Though I regularly speak with my family, there are certain subjects we avoid. My parents know about the ‘Niles’ situation and the stress it has caused in my marriage, and they’re aware of long-simmering tensions over Crankenstein’s stinginess with her free time and her general aversion to helping around the house. They know I’ve not been too happy over the last few years (and that I’m hardly a saint myself), but I suspect they’d attribute that to the Parkinson’s — one of the topics I try to sidestep.*
How you’re supposed to discuss Parkinson’s with people who are largely unfamiliar with it and rarely spend time in your physical presence, I’ve not yet figured out. When my parents or Felix ask how I’m doing, I answer “Fine” and redirect the subject. Pre-Zoloft, I wasn’t about to tell them “I’m crying a lot more than usual and don’t know why.” I didn’t even tell my doctor that, I just acknowledged my mood wasn’t great and that my wife wanted me to try an antidepressant.
Middle Sister sometimes tries to check in on how I’m doing, and how Crankenstein’s handling things, and I judiciously edit my responses to omit details like “We’ve had conversations about ‘dying with dignity’ and what I’d do if unlikely scenarios like X, Y or Z were to occur.” Is it really worth putting something like that on their radar for no reason? Besides, Crankenstein and I have always had conversations like that, they just involved different sorts of hypotheticals pre-Parkinson’s.**
Tonight I opened the door a crack by mentioning to my mom and sisters that a 54-minute PD documentary premiered on PBS last night. It’s called Matter of Mind: My Parkinson’s and currently streams at PBS.org; it follows three patients, at least two of whom have YOPD, and the decisions they make about treatment as their diseases progress. While there’s a chance viewers might not understand that we don’t all share the same symptoms or experience them identically, it’s probably helpful for them to see that there’s more to it than just tremors (which not everyone has, anyway).
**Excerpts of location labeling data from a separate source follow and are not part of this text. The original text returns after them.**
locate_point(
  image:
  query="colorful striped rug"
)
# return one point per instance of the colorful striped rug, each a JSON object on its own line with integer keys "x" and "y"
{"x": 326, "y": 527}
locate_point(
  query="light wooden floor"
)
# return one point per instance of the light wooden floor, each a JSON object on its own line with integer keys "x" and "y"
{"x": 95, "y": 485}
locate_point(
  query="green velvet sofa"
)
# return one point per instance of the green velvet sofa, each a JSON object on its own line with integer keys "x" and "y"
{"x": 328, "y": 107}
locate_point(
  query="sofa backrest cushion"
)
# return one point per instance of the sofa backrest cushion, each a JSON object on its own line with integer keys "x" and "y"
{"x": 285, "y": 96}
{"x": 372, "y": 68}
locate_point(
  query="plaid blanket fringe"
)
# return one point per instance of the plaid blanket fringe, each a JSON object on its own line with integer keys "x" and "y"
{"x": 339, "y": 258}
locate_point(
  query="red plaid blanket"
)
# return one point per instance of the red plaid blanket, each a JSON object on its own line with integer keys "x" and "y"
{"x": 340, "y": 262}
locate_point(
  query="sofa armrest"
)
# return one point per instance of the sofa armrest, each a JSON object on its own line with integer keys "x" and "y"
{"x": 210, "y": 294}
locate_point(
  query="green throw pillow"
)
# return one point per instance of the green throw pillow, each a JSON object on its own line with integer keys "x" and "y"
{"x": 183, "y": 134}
Crankenstein and I watched it this evening via the free PBS app on Roku, and paused it a couple times to discuss things like DBS, a procedure my doctor mentions early and often to her patients in an effort to inject a bit of hope into glum discussions about the future. My mom and Middle Sister said they’d check it out, and if they do it might foster some conversation. But I’m not sure how much it will appeal to them, seeing as they unapologetically prefer trashy reality shows and dating competitions. No one gets into slap-fights or spreads chlamydia throughout the land on PBS, unless Masterpiece Theater‘s adapted Moll Flanders or Thomas Hardy again.
* Things got extra-quiet around this particular topic after my parents witnessed one of my choking episodes during a rare get-together last year. It was probably due more to dystonia than anything else, but it was more intense than what they’re used to and they were visibly spooked.
** One of Crankenstein’s non-goopy reasons for wanting to get married was that she trusts me more than her parents to respect her end-of-life wishes in worst-case medical scenarios.